In the case of the DRC, for example, there were a lot of unreported shenanigans that must have taken place during the elections period when the out-going president – some argue that he is, in fact, the behind-the-scenes leader – Joseph Kabila, appeared to have manipulated the vote tally. In a sense, those elections cannot be said to have been free, fair and credible under such circumstances. Wherever a cloak of darkness is imposed on a people, it is fair to surmise that no good intentions exist. The point of the matter is that the conduct of such a process as a national election outside of the public glare that is provided by the presence of the internet and other communications channels is a costly one – one that robbed the entire process of the legitimacy it so much needed.

It is public knowledge that Zimbabwe is one of the world’s most informal economies with record unemployment levels, massive corruption (as indicated in the latest Global Corruption Index that resulted in the entire Anti-Corruption Commission being fired) crumbled industries, hyper-inflation, and super high poverty and inequality rates amongst a plethora of socio-economic vortices. With such systemic and structural, largely man-made challenges, the Zimbabwean economy and the very survival of its resilient people hinges upon a robust and functional internet system. The collapse of the national fiscus due to the introduction of bond notes and a parallel acute shortage of foreign currency, especially US Dollars, means that the economy is heavily dependent on cashless transaction systems such as mobile money platforms as eco-cash, Mukuru, cell phone banking, and internet transfers for example. This means that any shutdown of the internet in the country is most likely to further suffocate an already asphyxiated and dying economy. More still, dire ramifications exist for people with disabilities, especially the deaf who cannot use voice calls but rely on SMS, WhatsApp, Skype and other video calling applications that require the internet to function. It may be important for economists to undertake wholesome research into this question which would seek to shine a light on the exact state and gravity of this problem. I suspect that the economic ramifications run into millions – and the direct cost to the social sectors, already heavily under-resourced, is massive, especially those of education and health – both of which are fundamental human rights.

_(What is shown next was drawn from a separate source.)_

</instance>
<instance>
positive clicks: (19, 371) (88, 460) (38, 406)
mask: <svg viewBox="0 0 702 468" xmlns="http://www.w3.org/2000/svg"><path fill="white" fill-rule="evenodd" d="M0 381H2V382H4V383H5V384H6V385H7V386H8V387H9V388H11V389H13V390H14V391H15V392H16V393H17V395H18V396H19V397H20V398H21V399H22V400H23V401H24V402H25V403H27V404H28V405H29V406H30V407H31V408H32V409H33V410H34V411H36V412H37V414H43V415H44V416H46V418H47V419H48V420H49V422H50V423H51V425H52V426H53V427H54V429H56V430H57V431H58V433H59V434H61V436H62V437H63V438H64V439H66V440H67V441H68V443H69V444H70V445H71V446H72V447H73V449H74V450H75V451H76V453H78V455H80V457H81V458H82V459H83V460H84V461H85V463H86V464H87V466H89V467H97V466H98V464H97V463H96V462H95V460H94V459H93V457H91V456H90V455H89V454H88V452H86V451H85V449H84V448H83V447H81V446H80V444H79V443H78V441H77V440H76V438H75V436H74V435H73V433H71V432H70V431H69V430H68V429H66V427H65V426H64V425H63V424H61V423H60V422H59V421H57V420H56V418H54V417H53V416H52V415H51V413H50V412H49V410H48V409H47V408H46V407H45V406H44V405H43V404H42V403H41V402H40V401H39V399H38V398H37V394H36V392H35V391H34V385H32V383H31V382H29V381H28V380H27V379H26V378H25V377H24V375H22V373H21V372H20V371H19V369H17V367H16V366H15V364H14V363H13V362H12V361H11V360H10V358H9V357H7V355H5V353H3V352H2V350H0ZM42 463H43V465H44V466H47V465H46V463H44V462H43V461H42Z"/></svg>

The events of January the 14th this year (following an irrational over 150% fuel price hike announced by President Emmerson Mnangagwa) shall leave yet another gory scar on the history and sad story of Zimbabwe. The region and world stood hypnotized and in paralysis, as gory images came through of the violent clamp down and unleashing of the military and security forces on citizen’s who rightly stood up to demand economic justice. This was after the massive and unreasonable fuel hike, which strangely had to be announced by the country’s president himself – itself a rather telling development. Where was the Minister of Energy? The entire week that followed resulted in at least 15, over 340 recorded brutalizations, harrowing stories of an untold number of rapes as well as a series of other horrific human rights transgressions – all done under the total blackout. It is also concerning to note the complicity of service providers like Econet, Telecel and NetOne who, instead of challenging the order for a shutdown, obeyed what is clearly a gross violation. It is my view that such atrocities require nothing less than the intervention of the International Criminal Court (ICC) and other relevant judicial institutions for the perpetrators to be held accountable.

In closing, it is important to emphasize the point made in this article that the internet has become the lifeblood of human existence. No power or authority in this world should have the unilateral right to switch it on or off at whim, to play “God” with it – for the costs of doing so are clearly quite high both in socio-economic and human rights terms. Not even the very service providers have this right. Stop this haemorrhage!

Velaphi Mamba is Programme Manager (Education) at the Open Society Initiative for Southern Africa (OSISA). He writes in his personal capacity.